Mon coeur, battait, l'émotion m'étreignait. J'y vais, j'y vais pas. Je n'arrivais à quitter la maison. Allons-nous nous reconnaître ? Ne serons-nous pas déçues l'une de l'autre ? Et puis 15H15 au réveil allez zou je décide de partir. Je prends ma voiture direction Goussainville. Je pris la route au pif, route de Bouqueval, à droite au carrefour direction Goussaiville. De pris direction centre, toujours au pif. Je regarde le nom de la rue et devinez quoi ? J'étais dans la bonne rue, et je vis sa boutique. Je gare ma voiture. J'arrive dans la boutique, la porte est grande ouverte, deux clientes discutent avec une dame blonde. Je m'arrête sur le seuil et je la regarde. Un instant puis ses yeux s'illuminent ... un instant me dit-elle, deux secondes après nous étions dans les bras l'une de l'autre, et d'expliquer aux clientes que nous nous étions connues en pension et pas revues depuis 38 ans. Elles s'en moquaient complètement mais ont été polies, ah oui, c'est bien dirent-elles. Puis elles sont parties.

Nicole me débarrasse de mon manteau, me fait asseoir et la conversation à commencer. Nous avons tous mélangé, le présent, le passé, notre jeunesse.

Sa vie n'a pas été mieux que la mienne, mais chut elle ne souhaite pas que j'en parle et c'est sa vie.

Elle a deux beaux enfants dont elle est très proche, veuve depuis 9 ans bientôt elle essaie de vivre.

Elle se rappelle plein de choses que j'avais oubliée. Ma découverte de l'homosexualité de mon père, ma rencontre avec Serge, mon premier mari, ma mère qui lui a fait découvrir le Kir dans de beaux verres en cristal. Des détails, direz-vous, oui bien sur mais qui sont notre vie.
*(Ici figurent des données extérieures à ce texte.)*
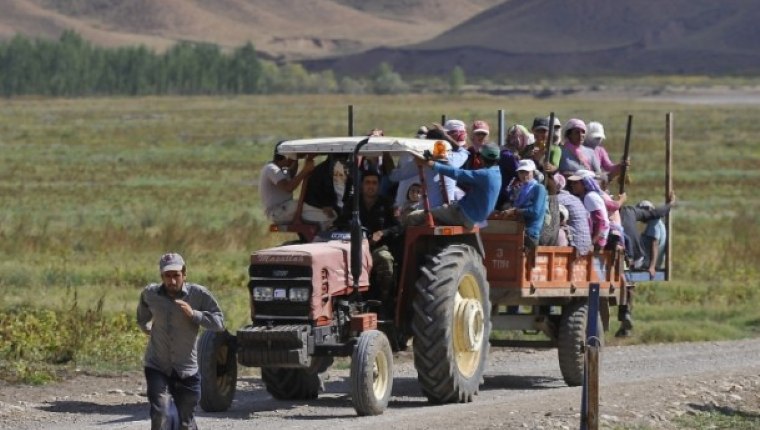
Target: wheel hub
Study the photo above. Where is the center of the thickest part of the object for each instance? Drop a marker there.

Nous avons regardé quelques photos, j'ai parlé de Philippe, de Valérie, de Laurent, d'Alexis, de Philippe l'homme de ma vie. Elle m'a trouvé calme et douce, elle avait le souvenir d'une fille un fofolle.

Nous nous sommes rappelées notre jeunesse à Baud, la pension, la directrice, les copains et les copines, ses frères et soeurs. Gérard, son frère que nous surnommions "toit de chaume" tant il avait de cheveux blonds et qui, maintenant, est un monsieur de 60 ans avec des cheveux gris. Toute une vie, toute notre vie est sortie en brouillon.

Je suis heureuse de l'avoir retrouvée, de l'avoir vue. Nous sommes proches, nous nous reverrons c'est une chose certaine. Je vais ressortir nos photos de pension.

Je me suis inscrite sur "Copains d'Avant" il y a quelques années mais je n'ai pas eu besoin d'eux pour retrouver celles que je recherchais. La vie s'est chargée de nous retrouver.

Nicole je vais t'aider à te retrouver et à sortir de toi-même.

Je suis rentrée à la maison la tête pleine de ses retrouvailles si inattendues, si magiques. Je n'ai pas pu tout raconter à Phil, car ça nous aurait pris la nuit et j'aurais tout mélanger encore une fois. Que je suis brouillon !

Voilà, c'est la vie qui est ainsi, elle vous sépare pour vous réunir. La vie est magique malgré tout ce qu'elle nous apporte de bons et de mauvais.